🤖 AI Summary
Deep state-space models (SSMs) suffer from poor generalization in long-sequence modeling, and existing PAC generalization bounds typically scale with sequence length, limiting theoretical guarantees for long-horizon tasks.
Method: This work establishes the first input-length-independent PAC generalization bound for deep SSMs by integrating PAC learning theory, stability analysis of SSMs—particularly spectral radius constraints—and structural properties of canonical deep SSM architectures (e.g., S4, S5, LRU).
Contribution/Results: We derive a tight generalization bound for stable SSM blocks and rigorously prove that the bound monotonically decreases with increasing stability—i.e., stability and generalization error exhibit a quantifiable negative correlation.

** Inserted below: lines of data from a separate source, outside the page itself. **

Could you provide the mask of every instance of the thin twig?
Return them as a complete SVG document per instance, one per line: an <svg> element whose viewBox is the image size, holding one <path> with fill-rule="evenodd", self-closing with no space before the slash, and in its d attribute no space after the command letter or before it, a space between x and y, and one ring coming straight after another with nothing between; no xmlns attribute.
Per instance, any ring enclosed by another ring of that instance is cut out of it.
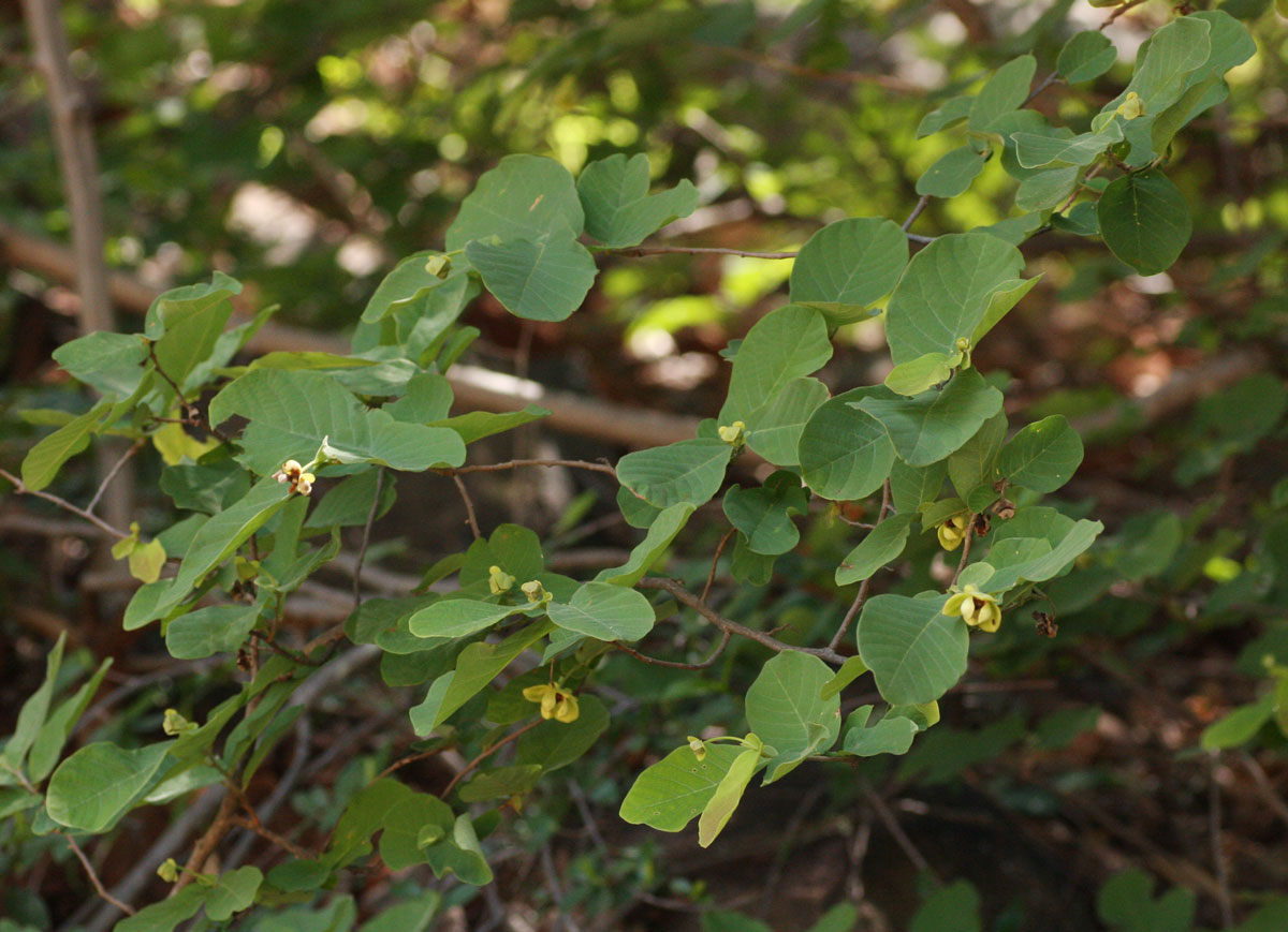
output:
<svg viewBox="0 0 1288 932"><path fill-rule="evenodd" d="M720 543L716 545L715 556L711 557L711 569L707 572L707 582L702 587L702 595L698 596L702 601L706 601L707 596L711 595L711 583L716 581L716 565L720 563L720 555L724 552L725 545L729 543L729 538L733 537L737 530L737 528L729 528L729 530L725 532L725 536L720 538Z"/></svg>
<svg viewBox="0 0 1288 932"><path fill-rule="evenodd" d="M612 644L614 648L617 648L623 654L630 654L636 660L643 660L644 663L650 663L654 667L670 667L671 669L706 669L712 663L715 663L716 659L724 653L724 649L729 646L729 638L730 637L733 637L733 635L730 632L728 632L728 631L723 632L721 636L720 636L720 644L717 644L715 646L715 650L711 651L711 655L707 657L706 660L699 660L698 663L683 663L680 660L661 660L661 659L658 659L656 657L648 657L645 654L641 654L638 650L635 650L634 648L627 648L621 641L609 641L609 644Z"/></svg>
<svg viewBox="0 0 1288 932"><path fill-rule="evenodd" d="M617 478L617 470L607 462L587 462L586 460L507 460L506 462L480 463L477 466L455 466L450 469L434 470L444 476L464 476L470 472L500 472L502 470L519 469L520 466L567 466L569 469L591 470Z"/></svg>
<svg viewBox="0 0 1288 932"><path fill-rule="evenodd" d="M1221 850L1221 787L1216 781L1216 771L1221 763L1217 754L1208 762L1208 834L1212 842L1212 862L1216 866L1217 906L1221 908L1221 928L1234 927L1234 908L1230 905L1230 868Z"/></svg>
<svg viewBox="0 0 1288 932"><path fill-rule="evenodd" d="M81 866L85 868L85 873L89 874L89 882L94 884L94 891L100 897L107 900L109 904L116 906L118 910L125 913L126 915L134 915L138 911L134 909L134 906L131 906L128 902L121 902L115 896L112 896L112 893L107 890L107 887L103 886L103 882L98 877L98 871L94 870L94 865L89 862L89 859L85 856L85 852L81 851L80 844L76 843L76 839L67 833L62 834L63 838L67 839L67 847L70 847L76 853L76 857L80 859Z"/></svg>
<svg viewBox="0 0 1288 932"><path fill-rule="evenodd" d="M367 521L362 525L362 546L358 547L358 560L353 568L353 610L362 605L362 563L367 559L367 545L371 543L371 525L376 523L376 512L380 511L380 493L385 490L385 467L376 470L376 499L371 502L371 511L367 512Z"/></svg>
<svg viewBox="0 0 1288 932"><path fill-rule="evenodd" d="M442 793L442 798L447 798L448 796L451 796L452 790L456 789L456 784L459 784L469 774L473 774L474 769L478 767L480 763L483 763L483 761L486 761L487 758L489 758L492 754L495 754L497 750L500 750L501 748L504 748L510 741L518 739L520 735L526 735L527 732L532 731L532 729L537 727L544 721L546 721L546 720L545 718L533 718L531 722L528 722L527 725L524 725L522 729L515 729L514 731L511 731L510 734L507 734L505 738L502 738L496 744L493 744L493 745L491 745L488 748L484 748L479 753L478 757L475 757L473 761L470 761L469 763L466 763L461 769L461 771L456 776L453 776L451 779L451 781L447 784L447 788Z"/></svg>
<svg viewBox="0 0 1288 932"><path fill-rule="evenodd" d="M4 480L9 481L13 485L14 494L19 494L19 496L35 496L36 498L44 498L46 502L53 502L54 505L57 505L63 511L70 511L73 515L76 515L77 517L85 519L86 521L89 521L90 524L93 524L95 528L98 528L99 530L102 530L102 532L104 532L107 534L111 534L112 537L116 537L116 538L129 537L129 534L126 534L120 528L113 528L111 524L108 524L107 521L104 521L102 517L98 517L97 515L91 515L90 512L85 511L85 508L76 507L75 505L72 505L71 502L68 502L66 498L59 498L58 496L50 494L49 492L44 492L44 490L40 490L40 489L28 489L26 487L26 484L23 484L22 479L19 479L18 476L15 476L13 472L9 472L8 470L0 469L0 479L4 479Z"/></svg>
<svg viewBox="0 0 1288 932"><path fill-rule="evenodd" d="M696 596L693 592L689 592L689 590L684 588L684 584L680 583L679 579L663 579L658 577L648 577L640 579L636 583L636 586L639 586L640 588L662 590L665 592L670 592L672 596L675 596L677 601L688 605L690 609L697 611L699 615L706 618L708 622L715 624L721 631L726 631L730 635L739 635L741 637L756 641L757 644L761 644L769 648L770 650L777 650L778 653L782 653L784 650L799 650L802 654L813 654L814 657L826 660L827 663L835 664L837 667L845 663L845 658L837 654L831 648L800 648L792 644L783 644L782 641L766 635L764 631L756 631L753 628L746 627L744 624L738 624L738 622L729 620L719 611L712 609L710 605L707 605L705 601L698 599L698 596Z"/></svg>
<svg viewBox="0 0 1288 932"><path fill-rule="evenodd" d="M891 497L890 480L886 479L885 485L881 487L881 514L877 515L877 523L872 525L873 530L881 527L881 521L885 520L886 512L890 511L890 497ZM876 573L873 573L872 575L876 575ZM829 649L836 650L841 645L841 641L845 638L845 632L850 629L850 626L854 623L855 615L858 615L859 609L863 608L863 602L868 600L868 588L871 586L872 586L871 575L859 584L859 593L854 596L854 601L850 602L850 608L845 613L845 618L841 619L841 627L836 629L836 633L832 635L831 642L827 645Z"/></svg>
<svg viewBox="0 0 1288 932"><path fill-rule="evenodd" d="M94 493L94 497L90 498L89 505L85 506L86 512L94 511L94 506L98 505L98 499L103 497L103 493L107 492L107 487L112 484L113 479L116 479L116 474L121 471L125 463L128 463L135 453L143 449L146 443L147 440L135 440L130 444L129 449L125 451L125 456L112 465L112 469L109 469L107 475L103 476L103 481L98 484L98 490Z"/></svg>
<svg viewBox="0 0 1288 932"><path fill-rule="evenodd" d="M912 212L908 215L908 219L904 220L903 227L900 227L900 229L904 233L907 233L908 229L912 227L912 224L917 220L917 218L921 216L921 211L923 211L926 209L926 205L929 203L930 203L930 194L922 194L921 200L917 201L917 206L912 209Z"/></svg>
<svg viewBox="0 0 1288 932"><path fill-rule="evenodd" d="M479 530L479 519L474 515L474 502L470 499L469 489L465 488L465 483L461 481L460 476L453 475L452 481L456 483L456 489L461 493L461 501L465 502L465 520L470 524L474 539L480 541L483 532Z"/></svg>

This provides the first theoretical justification for stability-driven architectural design in deep SSMs, overcoming the fundamental limitation of length-dependent bounds. The result significantly enhances interpretability and reliability of deep SSMs in long-term time-series modeling.
📝 Abstract
Many state-of-the-art models trained on long-range sequences, for example S4, S5 or LRU, are made of sequential blocks combining State-Space Models (SSMs) with neural networks. In this paper we provide a PAC bound that holds for these kind of architectures with stable SSM blocks and does not depend on the length of the input sequence. Imposing stability of the SSM blocks is a standard practice in the literature, and it is known to help performance. Our results provide a theoretical justification for the use of stable SSM blocks as the proposed PAC bound decreases as the degree of stability of the SSM blocks increases.